Importantly, smaller firms are also starting to raise pay even as many of them face a margin crunch. A durable rise in wages is an important consideration for policymakers who seek to foster sustainable demand-driven inflation in the world’s third-largest economy before starting to unwind monetary stimulus.
Huis Ten Bosch Co is just the kind of company that policymakers would want to see more of to stimulate a virtuous cycle of wages, prices and economic growth.
The theme park operator in southern Japan unveiled a plan last month to hike pay by 6 per cent in the financial year 2024 – a rare move to pre-empt wage hikes for the next year.
“Customers have returned to pre-pandemic levels.
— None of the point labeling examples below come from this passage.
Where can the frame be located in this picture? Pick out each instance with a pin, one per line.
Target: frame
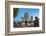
(7, 17)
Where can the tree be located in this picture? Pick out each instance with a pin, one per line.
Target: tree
(15, 12)
(36, 22)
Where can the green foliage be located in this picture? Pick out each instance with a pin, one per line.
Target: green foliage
(15, 10)
(36, 21)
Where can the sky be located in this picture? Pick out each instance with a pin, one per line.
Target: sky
(31, 11)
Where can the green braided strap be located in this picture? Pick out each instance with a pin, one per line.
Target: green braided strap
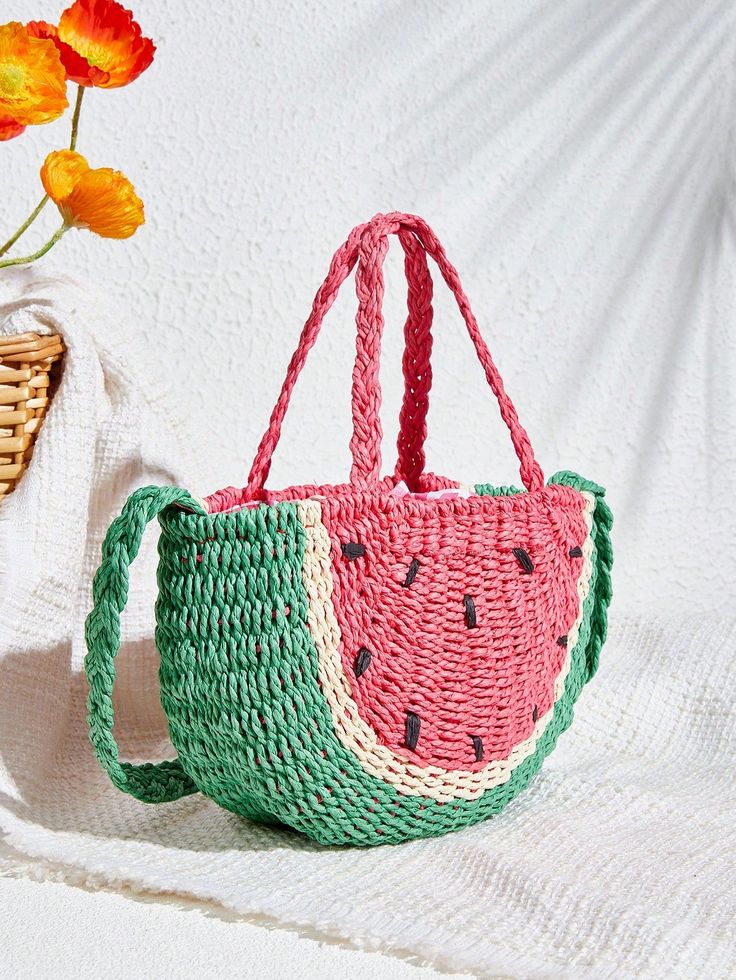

Moreover, we want to give staff a sense of security in the face of rising living costs,” Yu Ito, spokesperson at the park operator’s president’s office, told Reuters.
“We want to keep the positive momentum going.”
Nearly 60 per cent of Japan’s small and medium enterprises (SMEs) plan to lift wages this year with about 20 per cent aiming for a hike by 4 per cent or more, a survey by the Japan Chamber of Commerce and Industry showed in March.
Even those unable to hike basic pay sought to compensate employees with higher bonus payments.
Suzette Holdings Co, a high-end confectionary maker in the western city of Ashiya, which runs more than 100 shops nationwide, has offered a bonus this year that is 1.3 times the average of the previous two years as sales returned to pre-COVID levels.
“We want to reward employees by raising wages for as long as possible so that we can attract talent,” company president Goki Arita said.
Big firms offered pay hikes of 3.8 per cent this year in annual wage talks with unions that ended in March, the largest increase in three decades. Attention has now shifted to whether small firms, which employ seven out of 10 workers in Japan, would follow suit.
Bank of Japan (BOJ) officials have said the outcome of small firms’ wage talks, which will get into full swing towards June, will be key to whether Japan will see durable pay hikes to enable it to phase out its massive monetary stimulus.
“Many regions said wage hikes were broadening, even among small and mid-sized firms due to intensifying job shortages and rising inflation,” the BOJ said in a summary of a meeting of its regional branch managers earlier last month.